Somerset rider Phillips added that he was optimistic about the long-term future of the sport in Britain, which has already produced a three-time world champion in Shanaze Reade.
"We've seen numbers double at grassroots level during the cycle from Beijing to London," he continued.
"I expect that to continue from now to Rio. At the elite end, we've got great academy riders coming through."
Like the young hopefuls, Phillips has benefitted from the financial support from UK Sport awarded to elite-level athletes and from the creation of new facilities in the past decade, in particular the National BMX Centre, where he trains.
The £24m facility in Manchester was opened to the public in 2011 and has been used as a training-base for British riders.
"We're lucky to have a world-class training facility and without the support of coach Grant White and several others this wouldn't be possible," he added.
Phillips won several British and European titles early on in his career before joining the Olympic Academy Programme in 2005.

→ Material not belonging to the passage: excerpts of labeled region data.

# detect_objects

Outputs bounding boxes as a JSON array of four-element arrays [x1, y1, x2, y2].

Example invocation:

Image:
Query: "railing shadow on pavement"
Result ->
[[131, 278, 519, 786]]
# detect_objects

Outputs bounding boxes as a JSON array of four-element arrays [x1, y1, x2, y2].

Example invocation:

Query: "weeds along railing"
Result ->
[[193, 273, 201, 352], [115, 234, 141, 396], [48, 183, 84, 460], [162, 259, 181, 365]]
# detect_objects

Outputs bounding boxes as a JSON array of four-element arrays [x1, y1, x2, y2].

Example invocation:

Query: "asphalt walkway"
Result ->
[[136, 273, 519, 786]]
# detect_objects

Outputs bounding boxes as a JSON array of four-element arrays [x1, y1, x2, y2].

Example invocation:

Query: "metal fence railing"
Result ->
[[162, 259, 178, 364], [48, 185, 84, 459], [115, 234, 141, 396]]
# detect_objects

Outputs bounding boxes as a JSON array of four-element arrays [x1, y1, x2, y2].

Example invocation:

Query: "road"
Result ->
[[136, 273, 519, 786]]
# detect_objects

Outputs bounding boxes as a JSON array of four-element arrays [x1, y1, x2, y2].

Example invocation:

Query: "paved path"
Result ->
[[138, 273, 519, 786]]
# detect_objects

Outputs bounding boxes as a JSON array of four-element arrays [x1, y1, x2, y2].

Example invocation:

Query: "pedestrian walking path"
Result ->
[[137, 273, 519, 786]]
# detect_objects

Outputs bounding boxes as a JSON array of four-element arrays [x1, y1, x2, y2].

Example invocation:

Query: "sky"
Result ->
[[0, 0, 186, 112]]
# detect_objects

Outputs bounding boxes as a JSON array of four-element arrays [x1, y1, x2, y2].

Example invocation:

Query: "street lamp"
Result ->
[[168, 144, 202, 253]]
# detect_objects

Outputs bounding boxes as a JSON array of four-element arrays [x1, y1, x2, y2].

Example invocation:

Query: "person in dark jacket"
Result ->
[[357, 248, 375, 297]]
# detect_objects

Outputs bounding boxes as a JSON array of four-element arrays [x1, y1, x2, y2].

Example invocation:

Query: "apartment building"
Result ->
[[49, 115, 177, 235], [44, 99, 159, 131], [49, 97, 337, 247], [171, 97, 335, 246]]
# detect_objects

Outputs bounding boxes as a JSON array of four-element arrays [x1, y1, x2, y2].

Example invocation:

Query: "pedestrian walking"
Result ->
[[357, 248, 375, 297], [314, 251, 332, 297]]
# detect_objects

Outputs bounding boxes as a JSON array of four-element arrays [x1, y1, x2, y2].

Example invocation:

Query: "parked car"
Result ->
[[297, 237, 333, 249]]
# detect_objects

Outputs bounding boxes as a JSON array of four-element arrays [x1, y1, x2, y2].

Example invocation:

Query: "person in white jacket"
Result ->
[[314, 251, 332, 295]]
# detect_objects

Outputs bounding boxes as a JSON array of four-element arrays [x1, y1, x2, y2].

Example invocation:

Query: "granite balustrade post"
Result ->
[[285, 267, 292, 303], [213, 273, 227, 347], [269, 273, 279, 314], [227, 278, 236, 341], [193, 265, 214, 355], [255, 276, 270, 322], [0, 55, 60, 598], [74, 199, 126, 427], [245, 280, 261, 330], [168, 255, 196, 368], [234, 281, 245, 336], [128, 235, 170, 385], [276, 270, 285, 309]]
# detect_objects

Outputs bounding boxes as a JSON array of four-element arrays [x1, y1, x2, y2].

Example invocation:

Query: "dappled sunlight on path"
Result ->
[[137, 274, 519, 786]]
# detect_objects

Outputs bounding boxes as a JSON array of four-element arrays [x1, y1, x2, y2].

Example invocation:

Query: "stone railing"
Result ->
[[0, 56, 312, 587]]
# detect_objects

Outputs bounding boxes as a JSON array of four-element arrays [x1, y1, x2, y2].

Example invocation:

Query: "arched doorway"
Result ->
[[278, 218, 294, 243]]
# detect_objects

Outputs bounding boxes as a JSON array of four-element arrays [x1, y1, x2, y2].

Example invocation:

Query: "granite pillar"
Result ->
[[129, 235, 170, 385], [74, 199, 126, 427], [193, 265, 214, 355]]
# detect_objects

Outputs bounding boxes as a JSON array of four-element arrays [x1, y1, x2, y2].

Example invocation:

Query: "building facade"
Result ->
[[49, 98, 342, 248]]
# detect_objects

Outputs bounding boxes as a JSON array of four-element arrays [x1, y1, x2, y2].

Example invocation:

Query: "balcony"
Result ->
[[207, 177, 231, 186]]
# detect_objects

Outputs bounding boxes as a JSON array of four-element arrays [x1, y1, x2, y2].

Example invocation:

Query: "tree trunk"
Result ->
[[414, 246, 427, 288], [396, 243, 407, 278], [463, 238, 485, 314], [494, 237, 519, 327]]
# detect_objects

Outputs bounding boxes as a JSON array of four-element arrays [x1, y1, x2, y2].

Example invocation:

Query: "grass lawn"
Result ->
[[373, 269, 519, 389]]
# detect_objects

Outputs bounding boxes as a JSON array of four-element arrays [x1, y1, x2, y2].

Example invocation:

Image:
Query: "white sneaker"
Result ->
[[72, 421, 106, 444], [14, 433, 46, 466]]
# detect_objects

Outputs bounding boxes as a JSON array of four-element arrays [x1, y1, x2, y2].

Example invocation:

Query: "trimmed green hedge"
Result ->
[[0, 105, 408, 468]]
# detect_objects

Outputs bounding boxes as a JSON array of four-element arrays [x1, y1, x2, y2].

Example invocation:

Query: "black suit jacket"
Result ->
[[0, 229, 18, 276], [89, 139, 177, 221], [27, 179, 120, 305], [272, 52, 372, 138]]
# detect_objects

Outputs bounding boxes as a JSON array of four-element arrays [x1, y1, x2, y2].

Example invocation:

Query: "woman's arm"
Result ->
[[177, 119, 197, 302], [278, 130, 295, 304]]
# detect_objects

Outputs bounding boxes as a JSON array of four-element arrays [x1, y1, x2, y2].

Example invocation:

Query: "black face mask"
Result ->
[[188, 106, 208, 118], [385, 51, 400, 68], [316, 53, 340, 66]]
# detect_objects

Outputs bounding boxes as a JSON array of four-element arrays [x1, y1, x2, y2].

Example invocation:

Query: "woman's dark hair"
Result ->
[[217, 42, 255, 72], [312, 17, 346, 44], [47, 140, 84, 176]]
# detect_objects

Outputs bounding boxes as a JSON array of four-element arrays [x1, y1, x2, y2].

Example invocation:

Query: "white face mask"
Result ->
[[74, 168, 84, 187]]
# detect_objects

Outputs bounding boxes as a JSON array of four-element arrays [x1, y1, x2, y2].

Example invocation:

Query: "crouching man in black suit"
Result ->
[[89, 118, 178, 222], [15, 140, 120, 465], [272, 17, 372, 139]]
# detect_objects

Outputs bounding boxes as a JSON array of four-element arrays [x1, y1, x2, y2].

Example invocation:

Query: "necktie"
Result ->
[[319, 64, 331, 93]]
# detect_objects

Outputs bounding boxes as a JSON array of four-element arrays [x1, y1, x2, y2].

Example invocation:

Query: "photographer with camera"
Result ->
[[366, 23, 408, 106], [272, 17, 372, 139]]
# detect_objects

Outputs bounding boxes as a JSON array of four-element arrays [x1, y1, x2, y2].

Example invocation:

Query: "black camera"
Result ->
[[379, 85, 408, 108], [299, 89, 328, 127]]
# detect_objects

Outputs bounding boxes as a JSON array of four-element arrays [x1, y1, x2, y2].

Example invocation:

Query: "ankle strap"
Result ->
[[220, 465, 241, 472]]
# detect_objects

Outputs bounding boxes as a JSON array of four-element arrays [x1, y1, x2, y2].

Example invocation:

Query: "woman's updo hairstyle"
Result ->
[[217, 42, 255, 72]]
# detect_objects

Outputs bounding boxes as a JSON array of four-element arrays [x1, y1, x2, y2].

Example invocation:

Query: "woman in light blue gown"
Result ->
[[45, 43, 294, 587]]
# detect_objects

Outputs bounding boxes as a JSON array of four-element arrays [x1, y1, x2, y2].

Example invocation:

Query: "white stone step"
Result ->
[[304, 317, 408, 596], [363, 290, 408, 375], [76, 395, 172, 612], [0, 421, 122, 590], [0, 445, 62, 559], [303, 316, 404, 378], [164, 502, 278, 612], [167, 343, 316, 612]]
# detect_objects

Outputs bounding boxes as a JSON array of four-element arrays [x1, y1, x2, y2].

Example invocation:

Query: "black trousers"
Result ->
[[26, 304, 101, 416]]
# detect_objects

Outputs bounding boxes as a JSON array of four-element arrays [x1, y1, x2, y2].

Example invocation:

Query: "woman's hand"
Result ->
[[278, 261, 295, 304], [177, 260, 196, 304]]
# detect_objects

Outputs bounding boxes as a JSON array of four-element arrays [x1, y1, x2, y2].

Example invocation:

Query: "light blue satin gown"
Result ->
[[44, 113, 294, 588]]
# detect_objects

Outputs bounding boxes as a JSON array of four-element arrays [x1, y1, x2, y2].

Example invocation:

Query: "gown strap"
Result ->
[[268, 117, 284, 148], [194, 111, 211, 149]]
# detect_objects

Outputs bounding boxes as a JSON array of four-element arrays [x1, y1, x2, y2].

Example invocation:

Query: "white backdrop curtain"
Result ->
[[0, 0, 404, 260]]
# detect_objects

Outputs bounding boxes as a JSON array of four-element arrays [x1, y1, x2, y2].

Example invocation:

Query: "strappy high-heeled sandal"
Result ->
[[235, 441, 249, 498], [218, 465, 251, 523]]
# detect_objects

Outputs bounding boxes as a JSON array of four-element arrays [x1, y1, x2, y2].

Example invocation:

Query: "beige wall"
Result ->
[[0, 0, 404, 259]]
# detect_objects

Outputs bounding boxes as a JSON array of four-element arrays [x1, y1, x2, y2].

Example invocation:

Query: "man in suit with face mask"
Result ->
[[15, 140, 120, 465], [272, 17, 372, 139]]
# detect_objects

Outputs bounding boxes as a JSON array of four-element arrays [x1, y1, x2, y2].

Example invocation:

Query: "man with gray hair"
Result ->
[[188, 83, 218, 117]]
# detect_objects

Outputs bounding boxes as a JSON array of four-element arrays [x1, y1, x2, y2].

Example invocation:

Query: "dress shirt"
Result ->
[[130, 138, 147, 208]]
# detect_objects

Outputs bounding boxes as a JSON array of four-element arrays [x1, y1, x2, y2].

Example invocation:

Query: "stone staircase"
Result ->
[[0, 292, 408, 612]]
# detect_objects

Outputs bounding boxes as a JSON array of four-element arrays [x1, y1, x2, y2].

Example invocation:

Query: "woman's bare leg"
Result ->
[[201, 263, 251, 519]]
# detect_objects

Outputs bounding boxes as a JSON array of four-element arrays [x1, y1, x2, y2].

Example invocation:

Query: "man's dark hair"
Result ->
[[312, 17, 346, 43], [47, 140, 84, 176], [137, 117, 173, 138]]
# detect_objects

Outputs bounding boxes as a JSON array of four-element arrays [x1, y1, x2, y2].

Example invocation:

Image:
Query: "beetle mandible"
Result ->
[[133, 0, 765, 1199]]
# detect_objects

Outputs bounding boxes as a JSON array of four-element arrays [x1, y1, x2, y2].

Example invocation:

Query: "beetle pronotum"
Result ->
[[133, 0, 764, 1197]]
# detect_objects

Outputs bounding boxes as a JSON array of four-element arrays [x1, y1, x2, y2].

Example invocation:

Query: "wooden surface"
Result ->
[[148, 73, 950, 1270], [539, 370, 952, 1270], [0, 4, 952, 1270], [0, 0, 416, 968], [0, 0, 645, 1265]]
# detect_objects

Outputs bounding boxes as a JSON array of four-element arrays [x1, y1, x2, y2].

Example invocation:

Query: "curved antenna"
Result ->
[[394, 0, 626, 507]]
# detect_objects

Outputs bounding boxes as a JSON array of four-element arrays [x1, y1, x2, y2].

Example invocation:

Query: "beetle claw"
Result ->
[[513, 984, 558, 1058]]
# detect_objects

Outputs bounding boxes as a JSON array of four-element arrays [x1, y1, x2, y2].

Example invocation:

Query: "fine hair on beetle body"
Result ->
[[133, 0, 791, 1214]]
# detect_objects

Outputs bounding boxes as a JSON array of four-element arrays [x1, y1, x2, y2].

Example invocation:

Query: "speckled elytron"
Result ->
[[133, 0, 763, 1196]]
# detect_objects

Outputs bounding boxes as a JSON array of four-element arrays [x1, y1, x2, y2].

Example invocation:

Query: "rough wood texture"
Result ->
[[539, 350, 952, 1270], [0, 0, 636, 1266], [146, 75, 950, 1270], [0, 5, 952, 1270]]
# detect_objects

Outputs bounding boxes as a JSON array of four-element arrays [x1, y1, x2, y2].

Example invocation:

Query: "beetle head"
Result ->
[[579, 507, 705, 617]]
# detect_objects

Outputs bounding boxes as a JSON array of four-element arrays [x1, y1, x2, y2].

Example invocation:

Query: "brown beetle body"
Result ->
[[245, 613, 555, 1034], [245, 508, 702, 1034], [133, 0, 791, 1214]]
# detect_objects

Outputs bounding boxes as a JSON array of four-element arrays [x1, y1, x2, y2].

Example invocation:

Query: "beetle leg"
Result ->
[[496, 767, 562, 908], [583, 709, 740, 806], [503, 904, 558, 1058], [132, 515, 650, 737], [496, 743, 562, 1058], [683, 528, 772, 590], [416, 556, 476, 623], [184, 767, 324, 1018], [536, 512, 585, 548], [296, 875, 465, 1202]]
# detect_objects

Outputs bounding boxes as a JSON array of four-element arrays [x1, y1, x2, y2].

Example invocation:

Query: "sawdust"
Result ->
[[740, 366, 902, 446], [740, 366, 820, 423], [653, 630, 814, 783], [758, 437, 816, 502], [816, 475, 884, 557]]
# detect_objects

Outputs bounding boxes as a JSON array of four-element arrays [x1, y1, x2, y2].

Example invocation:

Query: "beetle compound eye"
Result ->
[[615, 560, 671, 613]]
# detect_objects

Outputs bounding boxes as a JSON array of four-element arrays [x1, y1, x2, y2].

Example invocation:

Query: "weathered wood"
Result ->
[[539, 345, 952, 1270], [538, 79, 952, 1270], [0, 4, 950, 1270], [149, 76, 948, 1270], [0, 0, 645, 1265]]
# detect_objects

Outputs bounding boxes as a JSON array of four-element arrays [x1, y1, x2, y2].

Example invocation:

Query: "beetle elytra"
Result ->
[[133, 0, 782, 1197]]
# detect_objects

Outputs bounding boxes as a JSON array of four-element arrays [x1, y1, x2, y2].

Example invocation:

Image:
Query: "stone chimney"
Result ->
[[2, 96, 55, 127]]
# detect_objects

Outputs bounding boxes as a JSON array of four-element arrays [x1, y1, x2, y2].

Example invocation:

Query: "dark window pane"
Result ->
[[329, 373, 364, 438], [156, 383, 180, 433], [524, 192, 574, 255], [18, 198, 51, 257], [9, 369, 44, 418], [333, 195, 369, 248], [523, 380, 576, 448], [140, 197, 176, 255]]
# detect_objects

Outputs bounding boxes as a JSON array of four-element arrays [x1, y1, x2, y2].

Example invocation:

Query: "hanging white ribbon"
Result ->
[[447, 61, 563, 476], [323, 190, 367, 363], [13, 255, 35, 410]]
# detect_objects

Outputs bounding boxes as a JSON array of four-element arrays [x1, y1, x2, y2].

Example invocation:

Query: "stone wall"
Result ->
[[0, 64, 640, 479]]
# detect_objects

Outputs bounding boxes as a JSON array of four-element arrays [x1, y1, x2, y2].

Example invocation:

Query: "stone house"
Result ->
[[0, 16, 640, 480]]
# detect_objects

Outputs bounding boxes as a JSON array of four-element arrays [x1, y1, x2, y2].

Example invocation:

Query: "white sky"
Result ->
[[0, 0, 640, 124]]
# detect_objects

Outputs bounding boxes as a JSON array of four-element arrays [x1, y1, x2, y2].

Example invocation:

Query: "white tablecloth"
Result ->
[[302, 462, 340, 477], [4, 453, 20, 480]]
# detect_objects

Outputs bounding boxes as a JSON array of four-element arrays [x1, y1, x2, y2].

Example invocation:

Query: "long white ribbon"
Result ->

He made the quarter-finals at the Beijing Olympics in 2008 and achieved his first World Cup podium two years later.
In 2012, he won time trial silver at the World Championships before breaking his collarbone just over two months before the Olympics.
"It happened 10 weeks before the Games, but I got back in one piece," said Phillips. "I was in good form before London 2012 and was pleased how I raced there."
Phillips reached the Olympic final but crashed out of the race. He said that even if a rider entered a competition as favourite, the "unpredictable" nature of the sport meant that success was still hard to achieve.
"Since that race, this has been in the forefront of my mind," he added.
"The Worlds are always the biggest outside the Olympics and I had this as a key goal. To come here and deliver... it's my best-ever performance.
"I've worked towards this for such a long time. To finally win a rainbow jersey at the World Championships is amazing."
The Manchester-based cyclist said he was focused on realising another major ambition.
"I'll be 27 in 2016 for the Rio Olympics and it'll be the back-end of my career. Hopefully I can go there and make amends for London."